Lange hatte ich mich selbst nicht mehr so erfüllt gefühlt. Es schien, als hätte ich endlich eine Aufgabe, die nicht nur mich glücklich machte. Ich ging weiter, immer weiter. Am heutigen Tag war auf dem Marktplatz sehr wenig los. Das Podest war schon wieder verschwunden. Ebenso die Banner zwischen den Häusern. Alles war so, wie am ersten Tage.

Ich traf auf dem Weg zum Brunnen einige Leute, die ich mit etwas Brot, Wurst oder Käse versorgte. Immer waren sie alle dankbar und wollten meinen Namen wissen. Doch ich behielt ihn für mich. Mein Beutel wurde immer leerer und leerer und als ich an der Gasse ankam, die mich zu Manuel führte, war er leer. Nun trug ich drei leere mit mir herum. Ich schulterte sie und ging die Gasse entlang. Am Brunnen setzte ich mich wieder auf meinen Mantel und wartete. Im Schatten erkannte ich keine Person. Ich schätzte, er war noch unterwegs. Also lehnte ich mich zurück und wartete in der Sonne auf Manuel.

Als ich kurz davor war einzuschlafen, kickte mir wer gegen den Fuß. Erschrocken zuckte ich zusammen und schaute in das Gesicht Manuels. „Du bist schon wieder gekommen", sagte er grinsend. Ich rappelte mich auf und klopfte mir etwas Staub von meinem Hinterteil. „Ich wollte sehen, ob es dir gut geht." Manuel hob eine Augenbraue. „Wieso interessiert es dich?", fragte er. Ich seufzte. „Ich möchte mich mehr um das Wohl des Volkes kümmern, solange Vater es nicht tut.
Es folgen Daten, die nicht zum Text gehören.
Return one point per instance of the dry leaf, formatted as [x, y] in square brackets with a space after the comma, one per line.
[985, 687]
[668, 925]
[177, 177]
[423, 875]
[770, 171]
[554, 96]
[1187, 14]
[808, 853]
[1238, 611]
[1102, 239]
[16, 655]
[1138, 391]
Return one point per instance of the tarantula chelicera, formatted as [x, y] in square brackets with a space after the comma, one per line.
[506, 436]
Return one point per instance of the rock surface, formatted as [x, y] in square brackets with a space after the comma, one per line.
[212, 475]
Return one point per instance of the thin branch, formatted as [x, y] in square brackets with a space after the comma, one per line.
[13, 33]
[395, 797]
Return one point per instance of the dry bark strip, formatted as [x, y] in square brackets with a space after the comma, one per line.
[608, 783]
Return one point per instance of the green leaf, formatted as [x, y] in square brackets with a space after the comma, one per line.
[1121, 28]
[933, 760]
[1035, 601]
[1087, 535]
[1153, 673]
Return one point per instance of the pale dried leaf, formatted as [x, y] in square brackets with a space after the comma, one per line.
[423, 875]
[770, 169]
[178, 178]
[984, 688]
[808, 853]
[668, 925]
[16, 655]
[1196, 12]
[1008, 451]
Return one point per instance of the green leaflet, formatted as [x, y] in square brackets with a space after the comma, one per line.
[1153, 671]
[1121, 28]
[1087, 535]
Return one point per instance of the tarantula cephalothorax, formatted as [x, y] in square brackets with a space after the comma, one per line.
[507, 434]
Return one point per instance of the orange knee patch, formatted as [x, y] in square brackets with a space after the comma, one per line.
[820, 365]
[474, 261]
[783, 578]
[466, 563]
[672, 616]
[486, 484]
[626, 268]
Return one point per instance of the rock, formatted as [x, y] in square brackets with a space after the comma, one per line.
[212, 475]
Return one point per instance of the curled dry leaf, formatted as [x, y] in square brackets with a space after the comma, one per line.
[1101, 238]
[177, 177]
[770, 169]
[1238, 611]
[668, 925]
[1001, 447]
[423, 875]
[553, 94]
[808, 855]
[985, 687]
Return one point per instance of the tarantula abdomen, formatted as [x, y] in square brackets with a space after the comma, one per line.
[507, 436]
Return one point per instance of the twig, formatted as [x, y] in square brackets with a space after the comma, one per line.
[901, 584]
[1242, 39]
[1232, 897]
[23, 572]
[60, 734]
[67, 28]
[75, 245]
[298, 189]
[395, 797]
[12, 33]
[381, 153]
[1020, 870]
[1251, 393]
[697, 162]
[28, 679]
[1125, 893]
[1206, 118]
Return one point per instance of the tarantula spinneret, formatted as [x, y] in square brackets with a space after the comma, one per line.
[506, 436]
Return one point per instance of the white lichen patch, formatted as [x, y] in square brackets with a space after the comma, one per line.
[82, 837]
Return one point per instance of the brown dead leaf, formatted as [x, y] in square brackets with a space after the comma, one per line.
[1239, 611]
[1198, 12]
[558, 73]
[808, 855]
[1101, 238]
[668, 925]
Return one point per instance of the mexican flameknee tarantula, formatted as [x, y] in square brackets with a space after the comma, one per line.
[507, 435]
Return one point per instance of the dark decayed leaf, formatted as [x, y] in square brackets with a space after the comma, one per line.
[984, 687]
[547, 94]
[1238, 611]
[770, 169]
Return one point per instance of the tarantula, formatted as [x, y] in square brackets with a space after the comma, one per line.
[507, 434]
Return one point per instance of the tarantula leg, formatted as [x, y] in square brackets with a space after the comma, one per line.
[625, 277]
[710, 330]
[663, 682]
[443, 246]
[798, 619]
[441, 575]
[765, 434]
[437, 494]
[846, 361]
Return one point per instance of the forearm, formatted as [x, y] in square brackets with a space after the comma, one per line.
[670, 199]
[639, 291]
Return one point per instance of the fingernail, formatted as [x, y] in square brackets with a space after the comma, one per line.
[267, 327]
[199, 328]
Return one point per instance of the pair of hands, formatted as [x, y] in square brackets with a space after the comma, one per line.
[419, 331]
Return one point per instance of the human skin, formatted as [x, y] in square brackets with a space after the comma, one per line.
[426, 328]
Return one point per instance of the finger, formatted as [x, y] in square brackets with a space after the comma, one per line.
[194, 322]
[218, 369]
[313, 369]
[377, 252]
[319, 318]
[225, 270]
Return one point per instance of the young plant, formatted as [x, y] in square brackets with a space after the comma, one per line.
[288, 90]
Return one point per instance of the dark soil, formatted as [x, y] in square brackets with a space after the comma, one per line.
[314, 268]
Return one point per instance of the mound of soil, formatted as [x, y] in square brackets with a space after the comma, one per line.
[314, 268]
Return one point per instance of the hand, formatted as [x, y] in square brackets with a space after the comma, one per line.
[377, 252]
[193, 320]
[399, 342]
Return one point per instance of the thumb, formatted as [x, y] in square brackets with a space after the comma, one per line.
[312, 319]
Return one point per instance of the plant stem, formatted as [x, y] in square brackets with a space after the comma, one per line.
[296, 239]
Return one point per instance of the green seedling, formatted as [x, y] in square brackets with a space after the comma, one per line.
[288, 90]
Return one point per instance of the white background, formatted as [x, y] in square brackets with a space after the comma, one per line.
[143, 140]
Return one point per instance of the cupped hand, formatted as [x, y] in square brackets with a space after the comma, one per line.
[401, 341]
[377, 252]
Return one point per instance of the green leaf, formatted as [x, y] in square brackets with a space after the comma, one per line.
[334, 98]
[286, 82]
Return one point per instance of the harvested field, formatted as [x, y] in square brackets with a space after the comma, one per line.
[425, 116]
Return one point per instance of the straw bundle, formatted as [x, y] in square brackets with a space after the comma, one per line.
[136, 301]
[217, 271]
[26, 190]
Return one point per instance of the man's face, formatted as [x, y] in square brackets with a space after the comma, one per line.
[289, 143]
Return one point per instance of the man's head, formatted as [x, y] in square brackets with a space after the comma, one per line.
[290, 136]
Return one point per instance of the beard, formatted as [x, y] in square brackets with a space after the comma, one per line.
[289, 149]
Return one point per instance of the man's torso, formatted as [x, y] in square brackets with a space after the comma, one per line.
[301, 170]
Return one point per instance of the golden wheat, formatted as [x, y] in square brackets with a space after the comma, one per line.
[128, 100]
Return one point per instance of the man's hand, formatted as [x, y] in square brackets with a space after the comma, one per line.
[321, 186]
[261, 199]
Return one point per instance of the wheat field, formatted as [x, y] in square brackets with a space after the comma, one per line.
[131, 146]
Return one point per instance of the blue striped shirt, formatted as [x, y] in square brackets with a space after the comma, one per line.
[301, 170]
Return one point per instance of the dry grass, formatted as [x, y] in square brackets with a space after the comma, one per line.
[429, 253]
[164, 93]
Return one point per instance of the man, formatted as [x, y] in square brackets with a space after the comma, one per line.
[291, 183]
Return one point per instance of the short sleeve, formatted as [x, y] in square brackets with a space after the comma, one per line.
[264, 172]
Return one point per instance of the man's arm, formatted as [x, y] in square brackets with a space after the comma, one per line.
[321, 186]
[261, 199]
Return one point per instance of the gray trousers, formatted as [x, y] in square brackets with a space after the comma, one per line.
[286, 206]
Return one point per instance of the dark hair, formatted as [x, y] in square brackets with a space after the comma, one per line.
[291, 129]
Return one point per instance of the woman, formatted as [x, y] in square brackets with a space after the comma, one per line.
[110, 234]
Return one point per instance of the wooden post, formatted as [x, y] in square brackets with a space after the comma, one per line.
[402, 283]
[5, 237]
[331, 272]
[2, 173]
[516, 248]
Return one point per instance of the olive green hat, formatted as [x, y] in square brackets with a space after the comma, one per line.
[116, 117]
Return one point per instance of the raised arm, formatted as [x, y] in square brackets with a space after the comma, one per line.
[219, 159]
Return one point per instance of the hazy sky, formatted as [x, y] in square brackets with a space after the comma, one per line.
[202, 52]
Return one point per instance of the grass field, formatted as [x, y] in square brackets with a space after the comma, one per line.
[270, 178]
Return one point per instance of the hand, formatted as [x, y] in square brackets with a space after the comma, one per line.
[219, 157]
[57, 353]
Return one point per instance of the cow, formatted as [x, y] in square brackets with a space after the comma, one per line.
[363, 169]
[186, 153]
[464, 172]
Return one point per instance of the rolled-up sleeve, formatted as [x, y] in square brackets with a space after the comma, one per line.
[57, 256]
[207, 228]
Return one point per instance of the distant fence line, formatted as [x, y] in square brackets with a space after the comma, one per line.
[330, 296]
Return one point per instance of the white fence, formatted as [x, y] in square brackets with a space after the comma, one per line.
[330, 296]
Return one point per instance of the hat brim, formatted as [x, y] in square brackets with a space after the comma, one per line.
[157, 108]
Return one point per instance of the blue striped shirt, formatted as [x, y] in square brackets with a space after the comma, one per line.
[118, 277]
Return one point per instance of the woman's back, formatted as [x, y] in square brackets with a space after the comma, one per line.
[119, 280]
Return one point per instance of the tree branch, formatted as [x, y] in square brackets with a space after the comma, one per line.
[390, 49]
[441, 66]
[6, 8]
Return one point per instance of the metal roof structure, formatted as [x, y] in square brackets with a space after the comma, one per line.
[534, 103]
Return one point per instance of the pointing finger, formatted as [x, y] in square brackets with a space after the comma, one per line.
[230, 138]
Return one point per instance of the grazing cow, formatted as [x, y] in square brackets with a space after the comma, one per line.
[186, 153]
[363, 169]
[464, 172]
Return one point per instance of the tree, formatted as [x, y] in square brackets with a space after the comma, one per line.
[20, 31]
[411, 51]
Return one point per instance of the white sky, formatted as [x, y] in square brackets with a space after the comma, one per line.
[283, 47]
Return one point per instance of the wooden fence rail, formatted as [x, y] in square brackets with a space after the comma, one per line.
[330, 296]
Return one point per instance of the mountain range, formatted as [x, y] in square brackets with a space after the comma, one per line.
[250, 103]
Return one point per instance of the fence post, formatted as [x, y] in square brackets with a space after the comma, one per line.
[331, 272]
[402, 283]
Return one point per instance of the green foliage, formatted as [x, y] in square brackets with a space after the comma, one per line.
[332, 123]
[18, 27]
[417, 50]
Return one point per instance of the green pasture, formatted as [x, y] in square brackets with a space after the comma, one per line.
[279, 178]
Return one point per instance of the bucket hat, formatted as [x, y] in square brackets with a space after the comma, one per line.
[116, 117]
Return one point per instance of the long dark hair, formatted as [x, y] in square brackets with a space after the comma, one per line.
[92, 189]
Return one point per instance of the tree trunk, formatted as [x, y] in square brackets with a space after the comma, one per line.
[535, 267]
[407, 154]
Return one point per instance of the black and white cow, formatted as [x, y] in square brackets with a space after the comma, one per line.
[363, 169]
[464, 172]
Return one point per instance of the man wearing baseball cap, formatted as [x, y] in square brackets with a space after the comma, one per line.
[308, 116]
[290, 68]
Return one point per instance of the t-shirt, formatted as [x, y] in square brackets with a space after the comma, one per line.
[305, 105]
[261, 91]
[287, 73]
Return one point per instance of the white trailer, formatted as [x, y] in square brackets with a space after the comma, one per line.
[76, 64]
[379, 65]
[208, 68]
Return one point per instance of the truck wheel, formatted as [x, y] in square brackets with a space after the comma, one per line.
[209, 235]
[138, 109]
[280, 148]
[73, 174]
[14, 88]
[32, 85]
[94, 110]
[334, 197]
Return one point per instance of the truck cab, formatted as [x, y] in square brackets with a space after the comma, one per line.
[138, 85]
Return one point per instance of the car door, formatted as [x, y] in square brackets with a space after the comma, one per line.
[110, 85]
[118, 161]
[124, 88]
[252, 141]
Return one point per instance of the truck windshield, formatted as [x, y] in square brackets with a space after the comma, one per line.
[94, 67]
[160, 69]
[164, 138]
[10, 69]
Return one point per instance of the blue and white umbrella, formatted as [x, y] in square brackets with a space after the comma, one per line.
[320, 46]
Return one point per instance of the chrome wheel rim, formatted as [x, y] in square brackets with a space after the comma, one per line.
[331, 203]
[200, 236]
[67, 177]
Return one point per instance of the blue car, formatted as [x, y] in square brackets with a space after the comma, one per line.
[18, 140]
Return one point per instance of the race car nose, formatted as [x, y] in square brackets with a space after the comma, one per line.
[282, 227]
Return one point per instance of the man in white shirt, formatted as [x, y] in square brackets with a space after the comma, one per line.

Mir sind als Prinz die Hände gebunden. Ich habe kein Recht darauf seine Meinung umzustimmen. Nur er darf bestimmen, ob hier etwas getan wird oder nicht." Manuel nickte. „Das was du tust spricht sich rum." Ich horchte auf. „Das ist doch gut?", fragte ich. Manuel klatschte mit der Handfläche gegen seine Stirn. „Wenn du meinst, der König duldet es nicht, dann ist es nicht gut. Aber auch er wird früher oder später mitbekommen, was du im Schilde führst." „Was er jetzt noch nicht weiß, macht ihn nicht heiß", grinste ich. Auch Manuel musste leicht schmunzeln, bei meinen Worten. „Wenn das so ist." Er verschränkte seine dürren Arme vor seiner Brust und musterte mich.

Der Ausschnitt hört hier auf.